Trypanosome U-insertion/deletion RNA editing in mitochondrial mRNAs involves guide RNAs (gRNAs) and the auxiliary RNA Editing Substrate binding Complex (RESC) and RNA Editing Helicase 2 Complex (REH2C). RESC and REH2C stably co-purify with editing mRNAs but the functional interplay between these complexes remains unclear. Most steady-state mRNAs are partially edited and include mis-edited 'junction' regions that match neither pre-mRNA nor fully-edited transcripts. Editing specificity is central to mitochondrial RNA maturation and function, but its basic control mechanisms remain unclear.
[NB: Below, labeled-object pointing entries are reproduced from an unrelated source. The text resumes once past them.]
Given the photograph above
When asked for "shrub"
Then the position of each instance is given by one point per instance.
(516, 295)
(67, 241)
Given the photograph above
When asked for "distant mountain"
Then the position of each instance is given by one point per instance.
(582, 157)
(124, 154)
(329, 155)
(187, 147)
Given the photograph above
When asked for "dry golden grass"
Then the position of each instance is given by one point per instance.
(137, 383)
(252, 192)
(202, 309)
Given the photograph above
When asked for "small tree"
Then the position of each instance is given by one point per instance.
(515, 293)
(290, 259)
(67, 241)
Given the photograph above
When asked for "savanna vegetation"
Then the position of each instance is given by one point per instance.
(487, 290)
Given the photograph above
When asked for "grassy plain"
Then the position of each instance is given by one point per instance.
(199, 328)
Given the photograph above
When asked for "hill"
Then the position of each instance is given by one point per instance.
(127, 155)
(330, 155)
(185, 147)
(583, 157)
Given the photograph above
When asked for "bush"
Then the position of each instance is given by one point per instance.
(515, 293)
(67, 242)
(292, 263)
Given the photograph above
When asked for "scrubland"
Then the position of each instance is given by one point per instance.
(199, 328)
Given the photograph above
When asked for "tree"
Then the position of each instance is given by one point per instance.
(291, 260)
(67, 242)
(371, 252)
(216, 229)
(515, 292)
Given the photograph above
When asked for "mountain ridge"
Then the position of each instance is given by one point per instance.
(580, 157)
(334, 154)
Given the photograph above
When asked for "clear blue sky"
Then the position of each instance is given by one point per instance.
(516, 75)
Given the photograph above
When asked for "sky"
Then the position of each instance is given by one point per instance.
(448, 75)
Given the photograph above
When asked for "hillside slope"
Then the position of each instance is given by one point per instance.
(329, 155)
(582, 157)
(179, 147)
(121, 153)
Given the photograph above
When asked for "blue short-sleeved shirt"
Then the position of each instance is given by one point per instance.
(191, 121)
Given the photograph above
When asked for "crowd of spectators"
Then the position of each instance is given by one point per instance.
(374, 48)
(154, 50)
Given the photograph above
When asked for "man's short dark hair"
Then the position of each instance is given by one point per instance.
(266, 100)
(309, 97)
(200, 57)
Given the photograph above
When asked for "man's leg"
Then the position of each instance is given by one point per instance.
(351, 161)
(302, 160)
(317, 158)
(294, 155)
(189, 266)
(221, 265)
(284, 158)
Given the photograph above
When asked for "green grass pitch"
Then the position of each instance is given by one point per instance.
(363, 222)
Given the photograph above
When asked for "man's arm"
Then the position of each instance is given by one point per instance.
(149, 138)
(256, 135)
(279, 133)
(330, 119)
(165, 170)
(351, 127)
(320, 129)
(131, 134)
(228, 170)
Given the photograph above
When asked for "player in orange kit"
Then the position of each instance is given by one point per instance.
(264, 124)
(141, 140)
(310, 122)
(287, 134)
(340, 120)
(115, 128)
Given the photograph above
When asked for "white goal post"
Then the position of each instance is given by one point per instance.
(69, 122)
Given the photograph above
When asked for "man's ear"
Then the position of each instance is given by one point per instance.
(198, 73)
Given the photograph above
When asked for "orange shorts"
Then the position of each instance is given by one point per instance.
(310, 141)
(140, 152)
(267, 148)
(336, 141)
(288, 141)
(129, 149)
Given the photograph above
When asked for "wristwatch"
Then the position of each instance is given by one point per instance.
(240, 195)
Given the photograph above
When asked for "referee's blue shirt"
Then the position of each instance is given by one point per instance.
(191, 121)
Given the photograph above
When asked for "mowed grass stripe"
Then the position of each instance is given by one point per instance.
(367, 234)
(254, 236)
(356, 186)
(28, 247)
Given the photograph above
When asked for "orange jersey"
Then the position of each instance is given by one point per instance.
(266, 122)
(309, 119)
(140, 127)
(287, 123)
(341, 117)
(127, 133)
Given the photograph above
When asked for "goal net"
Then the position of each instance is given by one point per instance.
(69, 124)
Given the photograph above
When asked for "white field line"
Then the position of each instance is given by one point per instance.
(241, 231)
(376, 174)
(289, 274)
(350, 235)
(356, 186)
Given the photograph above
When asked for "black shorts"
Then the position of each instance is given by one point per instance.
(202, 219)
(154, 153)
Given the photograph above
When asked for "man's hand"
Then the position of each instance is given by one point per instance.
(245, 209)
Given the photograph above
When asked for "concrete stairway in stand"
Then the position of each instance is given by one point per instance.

Here we applied a novel nucleotide-resolution RNA-seq approach to examine Ribosomal Protein Subunit 12 (RPS12) and ATPase-subunit 6 (A6) mRNA transcripts. We directly compared transcripts associated with RESC and REH2C to those found in total mitochondrial RNA. RESC-associated transcripts exhibited site-preferential enrichments in total and accurate edits. REH2C loss-of-function induced similar substrate-specific and site-specific editing effects in total and RESC-associated RNA. It decreased total editing primarily at RPS12 5' positions but increased total editing at examined A6 3' positions. REH2C loss-of-function caused site-preferential loss of accurate editing in both transcripts. However, changes in total or accurate edits did not necessarily involve common sites. A few 5' nucleotides of the initiating gRNA (gRNA-1) directed accurate editing in both transcripts. However, in RPS12, two conserved 3'-terminal adenines in gRNA-1 could direct a non-canonical 2U-insertion that causes major pausing in 3'-5' progression. In A6, a non-canonical sequence element that depends on REH2C in a region normally targeted by the 3'-half of gRNA-1 may hinder early-editing progression. Overall, we defined transcript-specific effects of REH2C loss.

中文翻译：

---

锥虫中解旋酶复合物对精确 mRNA 编辑的位点特异性和 mRNA 特异性控制

线粒体 mRNA 中的锥虫 U 插入/删除 RNA 编辑涉及引导 RNA (gRNA) 和辅助 RNA 编辑底物结合复合物 (RESC) 和 RNA 编辑解旋酶 2 复合物 (REH2C)。RESC 和 REH2C 与编辑 mRNA 稳定地共纯化，但这些复合物之间的功能相互作用仍不清楚。大多数稳态 mRNA 都经过部分编辑，并包含错误编辑的“连接”区域，这些区域既不匹配前 mRNA，也不匹配完全编辑的转录本。编辑特异性对于线粒体 RNA 成熟和功能至关重要，但其基本控制机制仍不清楚。在这里，我们应用了一种新的核苷酸分辨率 RNA-seq 方法来检查核糖体蛋白亚基 12 (RPS12) 和 ATPase 亚基 6 (A6) mRNA 转录本。我们直接将 RESC 和 REH2C 相关转录本与线粒体总 RNA 中发现的转录本进行比较。RESC 相关转录本在全面且准确的编辑中表现出位点优先富集。REH2C 功能丧失在总 RNA 和 RESC 相关 RNA 中诱导类似的底物特异性和位点特异性编辑效应。它主要减少了 RPS12 5' 位置的总编辑，但增加了检查的 A6 3' 位置的总编辑。REH2C 功能丧失导致两个转录本中的精确编辑位点优先丧失。然而，总编辑量或准确编辑量的变化并不一定涉及共同站点。起始 gRNA (gRNA-1) 的几个 5' 核苷酸指导两个转录本中的精确编辑。然而，在 RPS12 中，gRNA-1 中的两个保守的 3' 末端腺嘌呤可以引导非规范的 2U 插入，从而导致 3'-5' 进展的主要暂停。在 A6 中，依赖于通常由 gRNA-1 3'-半部分靶向的区域中的 REH2C 的非规范序列元件可能会阻碍早期编辑进程。总的来说，我们定义了 REH2C 损失的转录特异性影响。